Fed policymakers, after pushing up the federal funds rate at the most aggressive pace in four decades, have reined in core CPI from a 6.3% annual rate during the third quarter 2022 to a 5.6% annual rate during the first quarter. Yet they are far short of their 2% target.
“Inflation has been resistant to Fed efforts to drive it down, and we view the risks to our baseline forecast as tilted toward more tightening rather than easing — although, for the moment, the Fed has adopted a wait-and-see approach,” Fannie Mae Chief Economist Douglas Duncan said in a statement.
Traders in interest-rate futures expect the Fed’s wait-and-see approach will mean it will suspend monetary tightening during its June 13-14 meeting.
Investors on Friday set 84% odds that the Fed will hold the federal funds rate at a range between 5% to 5.25% next month after steadily raising it from near zero at consecutive meetings since March 2022, according to the CME FedWatch Tool.
Fed Chair Jerome Powell during a webcast Friday said nothing to puncture expectations of a pause.
“We’ve come a long way in policy tightening and the stance of policy is restrictive, and we face uncertainty about the lagged effects of our tightening so far, and about the extent of credit tightening from recent banking stresses,” he said in an interview.
“Our guidance is limited to identifying the factors we'll be monitoring as we assess the extent to which additional policy firming may be appropriate to return inflation to 2%,” Powell said, reading a statement.

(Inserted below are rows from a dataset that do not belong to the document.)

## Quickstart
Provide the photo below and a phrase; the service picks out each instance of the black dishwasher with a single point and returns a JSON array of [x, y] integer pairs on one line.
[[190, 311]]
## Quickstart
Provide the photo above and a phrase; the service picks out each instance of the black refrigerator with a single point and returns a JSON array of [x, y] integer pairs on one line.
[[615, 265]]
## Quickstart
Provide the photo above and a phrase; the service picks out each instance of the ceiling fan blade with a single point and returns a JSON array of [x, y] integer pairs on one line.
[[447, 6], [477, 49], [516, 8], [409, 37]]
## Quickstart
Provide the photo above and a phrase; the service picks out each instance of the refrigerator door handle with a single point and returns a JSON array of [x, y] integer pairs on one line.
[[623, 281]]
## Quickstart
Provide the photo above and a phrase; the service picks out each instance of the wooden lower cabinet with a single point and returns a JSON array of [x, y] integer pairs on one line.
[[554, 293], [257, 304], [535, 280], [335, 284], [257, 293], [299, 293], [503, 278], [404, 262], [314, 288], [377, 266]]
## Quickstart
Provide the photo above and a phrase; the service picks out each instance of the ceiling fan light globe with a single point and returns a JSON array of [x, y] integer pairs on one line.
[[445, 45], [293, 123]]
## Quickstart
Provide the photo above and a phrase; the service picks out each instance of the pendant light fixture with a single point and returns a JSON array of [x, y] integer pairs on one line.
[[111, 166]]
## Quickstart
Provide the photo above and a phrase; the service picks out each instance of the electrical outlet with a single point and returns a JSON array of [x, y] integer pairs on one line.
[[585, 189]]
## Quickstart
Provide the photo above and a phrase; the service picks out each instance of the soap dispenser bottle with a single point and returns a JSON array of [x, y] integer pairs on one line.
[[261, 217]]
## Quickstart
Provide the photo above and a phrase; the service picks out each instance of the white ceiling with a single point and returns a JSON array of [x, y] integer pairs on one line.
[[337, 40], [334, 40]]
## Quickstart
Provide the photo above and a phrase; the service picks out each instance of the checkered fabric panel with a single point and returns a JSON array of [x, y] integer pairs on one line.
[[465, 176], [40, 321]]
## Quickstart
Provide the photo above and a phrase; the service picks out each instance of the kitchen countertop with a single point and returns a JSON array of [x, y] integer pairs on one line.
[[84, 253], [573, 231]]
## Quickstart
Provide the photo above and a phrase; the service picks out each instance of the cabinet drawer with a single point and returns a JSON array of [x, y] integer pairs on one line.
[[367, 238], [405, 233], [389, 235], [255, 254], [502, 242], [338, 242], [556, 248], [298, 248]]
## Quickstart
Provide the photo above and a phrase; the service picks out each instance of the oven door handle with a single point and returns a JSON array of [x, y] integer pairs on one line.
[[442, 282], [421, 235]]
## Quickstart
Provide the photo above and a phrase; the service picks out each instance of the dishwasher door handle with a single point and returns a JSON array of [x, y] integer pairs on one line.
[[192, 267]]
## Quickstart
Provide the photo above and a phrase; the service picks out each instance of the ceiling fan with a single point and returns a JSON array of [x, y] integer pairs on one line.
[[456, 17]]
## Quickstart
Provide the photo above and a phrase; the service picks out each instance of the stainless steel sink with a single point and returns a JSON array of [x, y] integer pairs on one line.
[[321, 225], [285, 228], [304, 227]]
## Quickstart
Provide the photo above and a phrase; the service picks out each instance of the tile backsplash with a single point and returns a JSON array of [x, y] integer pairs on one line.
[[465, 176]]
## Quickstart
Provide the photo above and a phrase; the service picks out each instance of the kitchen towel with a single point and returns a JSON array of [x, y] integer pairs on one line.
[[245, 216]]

“That assessment will be an ongoing one as we move ahead, meeting by meeting,” he said. “Having come this far, we can afford to look at the data and the evolving outlook to make careful assessments.”
Persistent gains in worker pay may prompt the central bank to sustain high borrowing costs long enough to trigger a downturn, Fannie Mae economists said.
“The Fed is likely to maintain tighter policy for longer if wage-related inflationary pressures do not subside,” they said.
The central bank “is unlikely to be convinced that inflation is under control until the labor market softens sufficiently, so we think it is probable that policy will remain tight until a contraction is under way,” Fannie Mae said.